Le système judiciaire gabonais vacille. Dans un communiqué incendiaire publié ce 18 avril, le Syndicat National des Magistrats du Gabon (SYNAMAG) dénonce un « bras de fer » inédit à Mouila : des agents pénitentiaires, soupçonnés de trafic de stupéfiants, auraient été protégés de la justice par leur propre hiérarchie.
L’affaire qui secoue le chef-lieu de la Ngounié, dépasse désormais le cadre d’un simple fait divers pour devenir une crise institutionnelle majeure. Tout commence par une enquête sur un trafic de drogue impliquant des agents de la prison centrale de Mouila. Mais au moment de l’action judiciaire, la machine s’enraye.
Barricades et mutinerie administrative
Selon Landry Abaga Essono, président du SYNAMAG, le Procureur de la République a fait face à une insubordination coordonnée. Le directeur de la prison centrale aurait catégoriquement refusé de présenter les suspects. Plus grave encore, le parquet dénonce des réquisitions non exécutées par la police et des mandats de comparution restés lettre morte « sur instruction de la hiérarchie ».

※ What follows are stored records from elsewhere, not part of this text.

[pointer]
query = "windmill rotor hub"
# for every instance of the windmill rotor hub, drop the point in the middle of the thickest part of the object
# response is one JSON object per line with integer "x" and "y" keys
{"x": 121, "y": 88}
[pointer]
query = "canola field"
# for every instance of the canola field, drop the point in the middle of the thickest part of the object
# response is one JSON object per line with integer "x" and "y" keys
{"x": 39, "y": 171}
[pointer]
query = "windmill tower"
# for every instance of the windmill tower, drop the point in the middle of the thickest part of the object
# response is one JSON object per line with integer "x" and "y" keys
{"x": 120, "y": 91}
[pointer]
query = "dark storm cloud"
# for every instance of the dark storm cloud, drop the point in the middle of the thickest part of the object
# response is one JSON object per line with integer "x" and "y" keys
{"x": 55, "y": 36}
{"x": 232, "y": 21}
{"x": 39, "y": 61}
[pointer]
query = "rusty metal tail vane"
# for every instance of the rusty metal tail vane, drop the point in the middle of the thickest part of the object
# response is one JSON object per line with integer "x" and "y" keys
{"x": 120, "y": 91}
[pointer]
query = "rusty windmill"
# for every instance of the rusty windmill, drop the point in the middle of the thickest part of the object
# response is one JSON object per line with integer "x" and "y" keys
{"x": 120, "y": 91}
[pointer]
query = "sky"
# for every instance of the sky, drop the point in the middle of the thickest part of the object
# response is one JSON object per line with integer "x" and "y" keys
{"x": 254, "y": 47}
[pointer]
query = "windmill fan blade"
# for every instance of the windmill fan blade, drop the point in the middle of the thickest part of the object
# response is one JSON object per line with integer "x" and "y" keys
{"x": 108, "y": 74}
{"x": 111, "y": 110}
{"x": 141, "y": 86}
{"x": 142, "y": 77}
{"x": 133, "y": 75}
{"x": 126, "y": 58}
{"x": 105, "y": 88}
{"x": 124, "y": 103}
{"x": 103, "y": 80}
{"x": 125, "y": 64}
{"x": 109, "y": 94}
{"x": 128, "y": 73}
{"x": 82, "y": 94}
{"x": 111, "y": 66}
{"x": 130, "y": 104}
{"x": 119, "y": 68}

Le point culminant de cette tension a été atteint lorsque l’accès à la prison a été physiquement barricadé pour empêcher l’incarcération des agents mis en cause. Une situation de non-droit qui a nécessité l’intervention exceptionnelle du 6e bataillon d’infanterie pour sécuriser le tribunal et permettre la tenue des audiences.
Mystique et intimidation : le Palais sous pression
Au-delà du blocage administratif, le syndicat dénonce des méthodes d’intimidation archaïques et violentes. Des substances à caractère « fétichiste » auraient été déposées dans l’enceinte du palais de justice, tandis que des individus encagoulés auraient fait irruption pour proférer des menaces directes contre les magistrats.
« Il ne se passe désormais plus un seul jour sans que les magistrats ne fassent l’objet d’une attaque », s’alarme Landry Abaga Essono. Pour lui, ce climat est le résultat d’une campagne de dénigrement qui, depuis le début de la Transition, jetterait le corps judiciaire « en pâture à l’opinion publique ».
L’autorité de l’État à l’épreuve
Le SYNAMAG ne mâche pas ses mots : s’attaquer à la justice serait devenu un acte « presque légitime ». Dans son communiqué, le syndicat place les plus hautes autorités du pays face à leurs responsabilités : « L’autorité de l’État ne se divise pas : ou elle s’applique à tous, ou elle cède la place à l’arbitraire ».
Exigeant une réunion d’urgence avec les responsables de la sécurité, le syndicat prévient qu’il ne restera pas inactif. À Mouila, le face-à-face entre la toge et l’uniforme laisse un goût amer, celui d’une justice qui, pour être rendue, doit désormais être placée sous protection militaire.